思わず笑ってしまう「クセすご」警察イラスト、元似顔絵捜査員「印象に残るよう心がけている」(2024年4月26日『読売新聞』)

 岡山県警岡山中央署入り口近くに設置されたコミカルなイラストが、物々しい警察署の雰囲気を和らげている。作者は同署地域課南方交番に勤務する山口聡一郎巡査長(36)。「テーマが伝わりやすく、印象に残るように心がけている」と、特技の絵を生かした啓発活動に力を入れている。(高田理那)

自転車の利用時にヘルメットの着用を呼びかけるイラストと作者の山口巡査長(岡山市中区の岡山中央署で)
自転車の利用時にヘルメットの着用を呼びかけるイラストと作者の山口巡査長(岡山市中区の岡山中央署で)

 桃太郎と仲間の動物がヘルメットの着用を促したり、漫才コンビが持ちネタと絡めて、自転車の盗難防止のために二重ロックを呼びかけたり。どれも一癖あってクスッと笑いがこみ上げてくるような内容だ。

 山口巡査長は岡山市東区出身。川崎医療福祉大学倉敷市)を卒業し、名古屋市児童相談所で嘱託職員として働いた後、2012年に岡山県警に転職。初任地の岡山西署では、交番勤務と並行して、事件の目撃者から顔の特徴を聞き取るなどして記録に残す「似顔絵指定捜査員」を約5年間務めた。

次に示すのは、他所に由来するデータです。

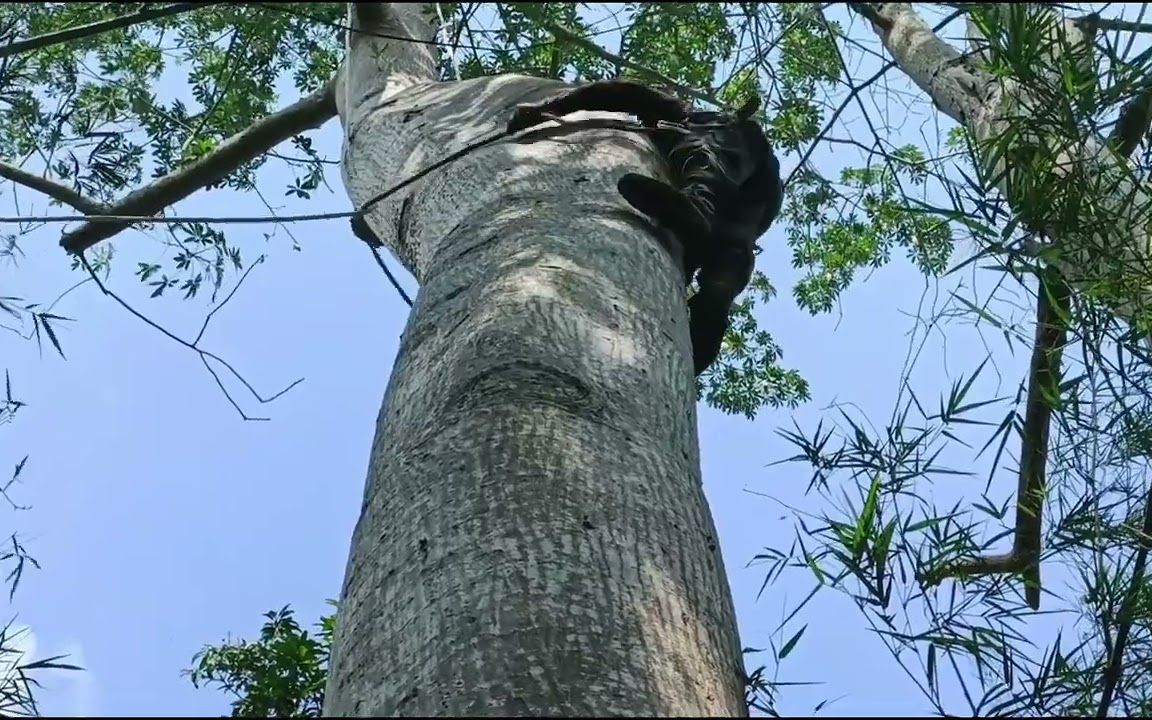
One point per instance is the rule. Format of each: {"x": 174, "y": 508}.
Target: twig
{"x": 1052, "y": 315}
{"x": 308, "y": 113}
{"x": 192, "y": 346}
{"x": 53, "y": 189}
{"x": 1115, "y": 667}
{"x": 83, "y": 31}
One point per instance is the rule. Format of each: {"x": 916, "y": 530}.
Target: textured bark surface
{"x": 533, "y": 539}
{"x": 1119, "y": 211}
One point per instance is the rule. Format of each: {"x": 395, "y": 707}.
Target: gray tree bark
{"x": 533, "y": 539}
{"x": 1119, "y": 209}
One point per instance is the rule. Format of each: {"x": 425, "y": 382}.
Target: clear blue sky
{"x": 164, "y": 522}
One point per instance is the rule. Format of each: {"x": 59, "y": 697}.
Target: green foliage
{"x": 748, "y": 376}
{"x": 279, "y": 675}
{"x": 835, "y": 244}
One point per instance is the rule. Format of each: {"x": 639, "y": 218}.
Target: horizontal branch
{"x": 83, "y": 31}
{"x": 305, "y": 114}
{"x": 53, "y": 189}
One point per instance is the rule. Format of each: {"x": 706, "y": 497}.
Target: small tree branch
{"x": 308, "y": 113}
{"x": 60, "y": 192}
{"x": 83, "y": 31}
{"x": 1052, "y": 313}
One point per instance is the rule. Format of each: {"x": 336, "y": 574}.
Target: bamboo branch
{"x": 308, "y": 113}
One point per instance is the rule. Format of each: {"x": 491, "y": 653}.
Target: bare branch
{"x": 53, "y": 189}
{"x": 205, "y": 356}
{"x": 308, "y": 113}
{"x": 83, "y": 31}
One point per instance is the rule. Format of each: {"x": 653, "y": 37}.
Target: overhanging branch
{"x": 305, "y": 114}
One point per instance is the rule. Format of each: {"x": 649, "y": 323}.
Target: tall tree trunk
{"x": 533, "y": 539}
{"x": 1101, "y": 224}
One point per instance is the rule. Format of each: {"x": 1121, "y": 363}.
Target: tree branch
{"x": 568, "y": 36}
{"x": 83, "y": 31}
{"x": 53, "y": 189}
{"x": 1099, "y": 219}
{"x": 308, "y": 113}
{"x": 1052, "y": 312}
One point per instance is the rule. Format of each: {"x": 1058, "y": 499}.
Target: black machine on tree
{"x": 720, "y": 163}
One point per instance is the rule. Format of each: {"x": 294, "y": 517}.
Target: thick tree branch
{"x": 267, "y": 133}
{"x": 1108, "y": 243}
{"x": 53, "y": 189}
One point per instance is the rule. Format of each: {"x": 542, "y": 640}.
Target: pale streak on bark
{"x": 535, "y": 539}
{"x": 1115, "y": 206}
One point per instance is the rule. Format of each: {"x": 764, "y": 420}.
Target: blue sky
{"x": 164, "y": 522}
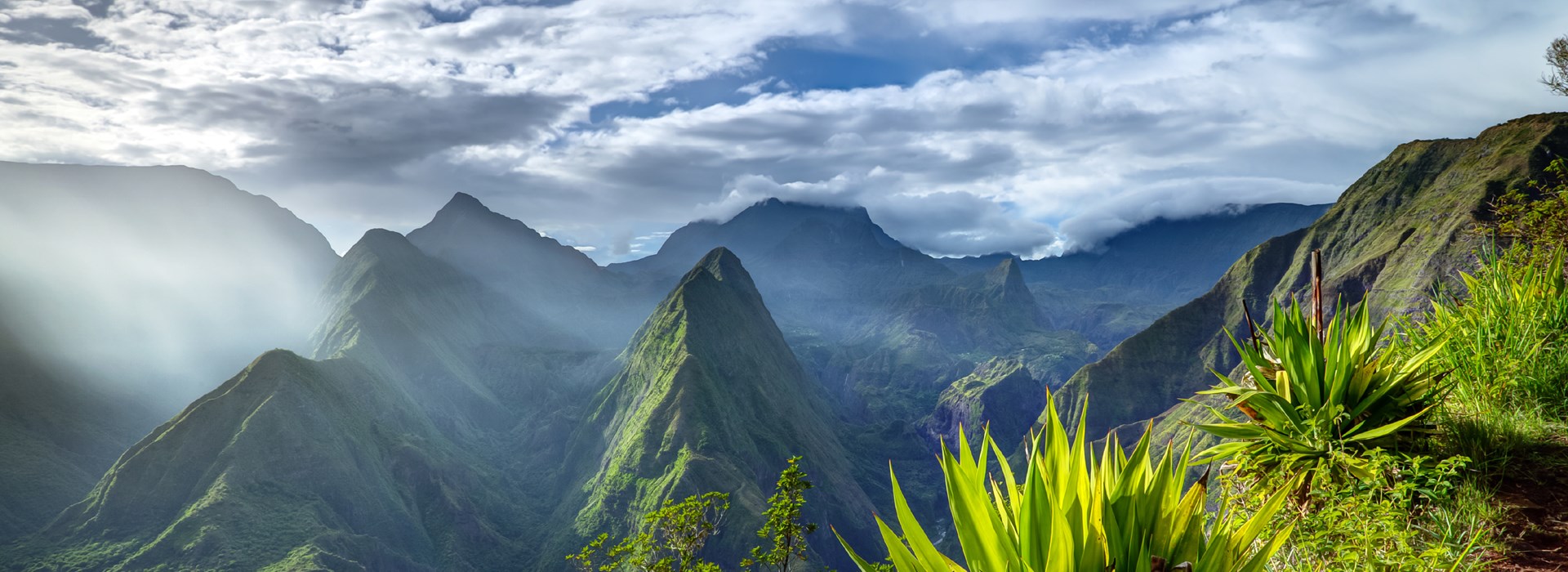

 中でも忘れられないのは、ひき逃げ事件で死亡した被害者の身元が分からず、霊安室の遺体から生前の顔を想像して描いた経験という。大型連休中に起きたため、勤務先などからの通報もなく、「一日でも早く気づいてもらいたい」との一心で描いた。インターネット上で公開すると、翌日に交際相手から問い合わせがあり、身元が判明した。「自分の絵が役に立った」と、自信につながった。

行政職員を募集するイラスト
行政職員を募集するイラスト
警察官を募集するイラスト
警察官を募集するイラスト

 署入り口近くのホワイトボードに描くようになったのは、岡山中央署に配属された23年4月。当時の馬場健史地域安全官の提案で始めた。以降、交通安全運動期間や警察官の募集期間など、そのときのテーマに沿ったイラストを、業務の合間に計約5時間かけて完成させているという。

 同年夏には桃太郎をモチーフにした水難防止の看板を制作し、用水路に面する保育園のフェンスに設置。今年の夏には、万引き防止を呼びかける4コマ漫画を啓発グッズにデザインし、商業施設前で配布する予定といい、活動は署外にも広がっている。

 「交番の業務との両立は大変だが、来署した人が足を止めて絵を見てくれていたと聞くと励みになる」。絵をきっかけに地域住民が警察に親しみを持ち、啓発やメッセージが伝わることを願って、山口巡査長は今日も絵筆を握る。